Novel Approaches For The Transformation Of Fuzzy Membership Function Into Basic Probability Assignment Based On Uncertainty Optimization

With the development of uncertainty reasoning and information fusion, there have emerged several theories including fuzzy set theory, Dempster-Shafer evidence theory, probability theory and rough set theory, etc., for representing and dealing with the uncertain information. When the fusion of the uncertain information originated from different sources is needed, how to construct a general framework for different theories of uncertainty or how to establish the connection between different theoretical frameworks has become a crucial problem.

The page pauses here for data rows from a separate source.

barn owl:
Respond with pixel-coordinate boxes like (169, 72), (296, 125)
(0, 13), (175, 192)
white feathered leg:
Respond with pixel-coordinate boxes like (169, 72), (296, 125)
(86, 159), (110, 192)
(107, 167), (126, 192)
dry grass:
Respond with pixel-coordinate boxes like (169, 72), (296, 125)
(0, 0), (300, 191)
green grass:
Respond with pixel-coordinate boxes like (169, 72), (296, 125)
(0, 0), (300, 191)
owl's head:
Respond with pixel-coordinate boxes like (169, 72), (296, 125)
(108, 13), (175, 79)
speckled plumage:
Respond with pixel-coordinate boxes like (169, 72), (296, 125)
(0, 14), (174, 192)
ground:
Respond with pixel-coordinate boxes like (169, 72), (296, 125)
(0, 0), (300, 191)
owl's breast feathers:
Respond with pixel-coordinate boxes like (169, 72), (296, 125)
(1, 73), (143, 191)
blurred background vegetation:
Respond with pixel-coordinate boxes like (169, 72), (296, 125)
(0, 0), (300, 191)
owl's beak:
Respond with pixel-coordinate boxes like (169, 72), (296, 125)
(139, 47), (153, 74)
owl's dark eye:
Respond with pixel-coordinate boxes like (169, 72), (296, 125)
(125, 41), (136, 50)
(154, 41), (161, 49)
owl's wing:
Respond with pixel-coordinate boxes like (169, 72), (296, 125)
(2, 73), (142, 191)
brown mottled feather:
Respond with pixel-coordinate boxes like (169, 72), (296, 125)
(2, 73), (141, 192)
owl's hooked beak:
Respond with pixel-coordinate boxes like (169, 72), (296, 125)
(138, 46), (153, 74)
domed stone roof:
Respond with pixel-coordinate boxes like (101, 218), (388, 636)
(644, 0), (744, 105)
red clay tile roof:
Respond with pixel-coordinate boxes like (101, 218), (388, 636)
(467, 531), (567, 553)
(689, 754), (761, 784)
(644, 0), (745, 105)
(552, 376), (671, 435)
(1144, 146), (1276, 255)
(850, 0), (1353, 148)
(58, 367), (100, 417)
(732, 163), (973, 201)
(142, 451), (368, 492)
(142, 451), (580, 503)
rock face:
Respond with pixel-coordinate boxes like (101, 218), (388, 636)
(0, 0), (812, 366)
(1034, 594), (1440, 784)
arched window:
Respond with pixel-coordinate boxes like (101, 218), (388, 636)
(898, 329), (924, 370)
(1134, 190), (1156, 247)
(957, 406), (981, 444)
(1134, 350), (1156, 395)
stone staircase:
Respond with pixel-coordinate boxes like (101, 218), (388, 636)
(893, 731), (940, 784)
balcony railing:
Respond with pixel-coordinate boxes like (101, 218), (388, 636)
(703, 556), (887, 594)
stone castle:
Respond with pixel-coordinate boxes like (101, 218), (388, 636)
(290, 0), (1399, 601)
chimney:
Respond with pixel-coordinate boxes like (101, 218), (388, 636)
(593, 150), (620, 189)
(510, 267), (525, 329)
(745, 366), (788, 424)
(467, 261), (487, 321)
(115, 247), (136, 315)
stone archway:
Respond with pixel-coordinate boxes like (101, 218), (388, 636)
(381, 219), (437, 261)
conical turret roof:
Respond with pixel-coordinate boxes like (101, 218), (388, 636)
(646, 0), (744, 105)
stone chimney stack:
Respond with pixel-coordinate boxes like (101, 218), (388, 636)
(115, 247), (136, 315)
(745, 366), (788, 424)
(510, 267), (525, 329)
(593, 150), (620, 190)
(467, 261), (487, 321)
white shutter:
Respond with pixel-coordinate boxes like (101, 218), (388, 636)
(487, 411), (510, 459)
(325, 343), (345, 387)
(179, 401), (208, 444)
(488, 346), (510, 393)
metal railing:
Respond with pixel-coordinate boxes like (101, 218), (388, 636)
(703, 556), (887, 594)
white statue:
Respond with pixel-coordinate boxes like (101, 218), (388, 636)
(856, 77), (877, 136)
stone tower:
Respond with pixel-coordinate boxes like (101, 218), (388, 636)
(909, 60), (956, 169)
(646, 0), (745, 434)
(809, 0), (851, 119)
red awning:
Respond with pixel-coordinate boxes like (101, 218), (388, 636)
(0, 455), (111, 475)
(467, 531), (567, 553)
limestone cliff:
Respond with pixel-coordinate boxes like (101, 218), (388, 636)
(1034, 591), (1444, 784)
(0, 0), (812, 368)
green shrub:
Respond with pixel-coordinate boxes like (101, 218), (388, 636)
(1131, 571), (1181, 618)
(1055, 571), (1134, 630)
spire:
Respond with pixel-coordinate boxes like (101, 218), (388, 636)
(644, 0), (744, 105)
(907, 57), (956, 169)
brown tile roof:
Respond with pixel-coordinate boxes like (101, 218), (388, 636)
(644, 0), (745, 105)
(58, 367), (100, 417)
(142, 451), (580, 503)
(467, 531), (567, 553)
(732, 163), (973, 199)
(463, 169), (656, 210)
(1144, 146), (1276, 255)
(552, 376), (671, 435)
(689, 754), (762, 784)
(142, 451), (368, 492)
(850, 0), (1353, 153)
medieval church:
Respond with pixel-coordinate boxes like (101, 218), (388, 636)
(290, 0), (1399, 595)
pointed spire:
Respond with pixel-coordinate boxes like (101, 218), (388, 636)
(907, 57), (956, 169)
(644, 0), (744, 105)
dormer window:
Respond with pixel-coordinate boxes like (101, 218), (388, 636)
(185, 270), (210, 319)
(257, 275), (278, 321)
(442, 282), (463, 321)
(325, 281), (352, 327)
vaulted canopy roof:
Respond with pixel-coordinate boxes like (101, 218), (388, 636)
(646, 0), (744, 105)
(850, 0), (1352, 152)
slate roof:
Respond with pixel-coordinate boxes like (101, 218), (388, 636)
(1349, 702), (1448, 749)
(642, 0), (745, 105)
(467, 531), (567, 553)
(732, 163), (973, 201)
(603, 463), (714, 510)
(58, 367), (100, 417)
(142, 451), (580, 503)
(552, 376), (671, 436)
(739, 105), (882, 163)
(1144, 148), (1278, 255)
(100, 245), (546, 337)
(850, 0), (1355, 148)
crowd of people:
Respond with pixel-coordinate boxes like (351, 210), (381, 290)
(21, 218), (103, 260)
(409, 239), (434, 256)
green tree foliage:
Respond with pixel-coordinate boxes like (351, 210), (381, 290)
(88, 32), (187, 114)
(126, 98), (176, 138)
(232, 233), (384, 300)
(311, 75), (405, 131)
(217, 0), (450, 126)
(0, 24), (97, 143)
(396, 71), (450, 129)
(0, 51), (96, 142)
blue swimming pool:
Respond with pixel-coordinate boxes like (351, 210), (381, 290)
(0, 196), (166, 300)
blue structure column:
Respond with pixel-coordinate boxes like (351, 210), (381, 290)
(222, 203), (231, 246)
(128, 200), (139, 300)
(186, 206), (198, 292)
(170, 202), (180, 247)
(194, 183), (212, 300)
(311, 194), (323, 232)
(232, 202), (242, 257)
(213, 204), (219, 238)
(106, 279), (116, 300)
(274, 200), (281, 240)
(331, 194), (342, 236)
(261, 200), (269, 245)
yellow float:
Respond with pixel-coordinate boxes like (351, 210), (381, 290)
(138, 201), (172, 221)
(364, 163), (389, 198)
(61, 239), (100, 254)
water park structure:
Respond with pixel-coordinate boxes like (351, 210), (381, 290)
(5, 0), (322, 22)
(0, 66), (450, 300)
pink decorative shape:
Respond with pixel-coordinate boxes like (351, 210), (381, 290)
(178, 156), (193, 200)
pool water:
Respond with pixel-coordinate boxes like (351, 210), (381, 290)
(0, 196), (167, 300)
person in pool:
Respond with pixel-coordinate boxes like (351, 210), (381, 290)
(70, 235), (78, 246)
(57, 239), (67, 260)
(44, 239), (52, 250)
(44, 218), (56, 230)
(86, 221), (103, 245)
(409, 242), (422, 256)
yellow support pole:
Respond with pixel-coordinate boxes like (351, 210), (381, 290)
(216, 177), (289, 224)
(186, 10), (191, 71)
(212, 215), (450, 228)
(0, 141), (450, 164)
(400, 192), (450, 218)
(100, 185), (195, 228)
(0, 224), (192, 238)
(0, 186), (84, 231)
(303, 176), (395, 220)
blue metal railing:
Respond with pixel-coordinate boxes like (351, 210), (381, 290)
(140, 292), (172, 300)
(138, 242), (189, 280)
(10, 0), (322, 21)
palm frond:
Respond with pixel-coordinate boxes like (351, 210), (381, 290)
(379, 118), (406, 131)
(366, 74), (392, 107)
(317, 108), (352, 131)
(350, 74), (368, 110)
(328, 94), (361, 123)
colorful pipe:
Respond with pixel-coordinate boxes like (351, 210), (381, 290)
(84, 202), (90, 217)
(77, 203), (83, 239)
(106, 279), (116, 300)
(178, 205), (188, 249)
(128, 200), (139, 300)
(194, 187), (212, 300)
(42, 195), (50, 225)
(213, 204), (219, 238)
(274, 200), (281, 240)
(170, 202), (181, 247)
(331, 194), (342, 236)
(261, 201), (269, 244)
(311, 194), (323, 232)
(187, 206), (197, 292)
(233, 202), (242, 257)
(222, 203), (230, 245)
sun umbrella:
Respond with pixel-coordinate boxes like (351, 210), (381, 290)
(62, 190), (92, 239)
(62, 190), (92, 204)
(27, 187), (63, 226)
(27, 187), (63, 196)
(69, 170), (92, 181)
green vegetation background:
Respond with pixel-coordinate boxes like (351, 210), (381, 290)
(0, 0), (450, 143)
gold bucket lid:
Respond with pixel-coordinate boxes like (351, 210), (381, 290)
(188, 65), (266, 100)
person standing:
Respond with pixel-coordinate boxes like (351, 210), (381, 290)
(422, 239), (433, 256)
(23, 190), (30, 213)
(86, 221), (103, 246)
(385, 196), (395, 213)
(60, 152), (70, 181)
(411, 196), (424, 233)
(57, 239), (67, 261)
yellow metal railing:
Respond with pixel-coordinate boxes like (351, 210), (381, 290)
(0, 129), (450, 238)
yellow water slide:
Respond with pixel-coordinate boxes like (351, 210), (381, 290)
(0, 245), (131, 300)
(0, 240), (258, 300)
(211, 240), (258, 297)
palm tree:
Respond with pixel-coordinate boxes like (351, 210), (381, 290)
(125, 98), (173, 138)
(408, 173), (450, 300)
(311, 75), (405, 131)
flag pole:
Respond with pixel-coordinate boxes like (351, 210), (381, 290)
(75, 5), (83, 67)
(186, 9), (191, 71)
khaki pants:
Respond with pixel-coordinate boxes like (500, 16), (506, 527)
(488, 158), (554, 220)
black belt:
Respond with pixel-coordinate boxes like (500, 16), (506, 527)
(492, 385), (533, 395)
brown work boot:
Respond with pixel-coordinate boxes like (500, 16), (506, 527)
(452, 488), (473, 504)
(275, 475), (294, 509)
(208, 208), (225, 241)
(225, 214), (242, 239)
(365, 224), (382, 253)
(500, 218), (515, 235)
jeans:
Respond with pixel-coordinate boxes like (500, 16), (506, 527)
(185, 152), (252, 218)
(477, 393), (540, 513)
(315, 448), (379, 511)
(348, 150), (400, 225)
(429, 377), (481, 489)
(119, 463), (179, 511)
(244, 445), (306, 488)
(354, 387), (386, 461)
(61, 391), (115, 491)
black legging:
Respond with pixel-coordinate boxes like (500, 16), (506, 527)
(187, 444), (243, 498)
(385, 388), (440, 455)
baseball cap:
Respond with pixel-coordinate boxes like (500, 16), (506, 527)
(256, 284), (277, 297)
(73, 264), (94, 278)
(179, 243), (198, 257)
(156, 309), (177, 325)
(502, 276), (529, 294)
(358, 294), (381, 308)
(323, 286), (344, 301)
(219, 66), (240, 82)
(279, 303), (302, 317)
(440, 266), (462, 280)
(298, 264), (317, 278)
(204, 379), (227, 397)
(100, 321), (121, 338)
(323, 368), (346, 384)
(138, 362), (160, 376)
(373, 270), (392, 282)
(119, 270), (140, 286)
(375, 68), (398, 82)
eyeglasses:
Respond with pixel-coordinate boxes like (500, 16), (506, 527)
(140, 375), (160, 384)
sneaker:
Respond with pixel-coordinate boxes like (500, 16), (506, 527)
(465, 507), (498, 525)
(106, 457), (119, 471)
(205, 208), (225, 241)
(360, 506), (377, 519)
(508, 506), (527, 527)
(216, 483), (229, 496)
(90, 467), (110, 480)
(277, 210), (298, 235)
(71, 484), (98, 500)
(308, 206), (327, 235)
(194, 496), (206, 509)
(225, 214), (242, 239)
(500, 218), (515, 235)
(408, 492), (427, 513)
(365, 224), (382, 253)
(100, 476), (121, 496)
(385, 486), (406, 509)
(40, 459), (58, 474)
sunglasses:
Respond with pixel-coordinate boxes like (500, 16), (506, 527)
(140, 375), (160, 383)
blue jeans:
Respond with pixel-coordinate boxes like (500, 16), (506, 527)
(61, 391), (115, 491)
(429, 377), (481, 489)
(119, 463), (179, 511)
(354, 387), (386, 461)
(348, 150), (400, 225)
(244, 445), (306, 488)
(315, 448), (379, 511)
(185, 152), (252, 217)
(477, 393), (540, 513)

Particularly, to combine two kinds of information represented respectively by the BPA and the FMF, this paper proposes two transformations of an FMF into a BPA by solving a constrained maximization or minimization optimization problem. The objective function is the uncertainty degree of the body of evidence (BOE) and the corresponding constraints are established based on the given FMF. In fact the transformation of an FMF into a BPA is the transformation of fuzzy sets into random sets, which is currently accepted as a unified framework for several theories of uncertainty. Our proposed approaches have no predefinition of focal elements and they can be used as the general transformations of fuzzy sets into random sets. Some examples and analyses are provided to illustrate and justify the rationality and effectiveness of the proposed approaches.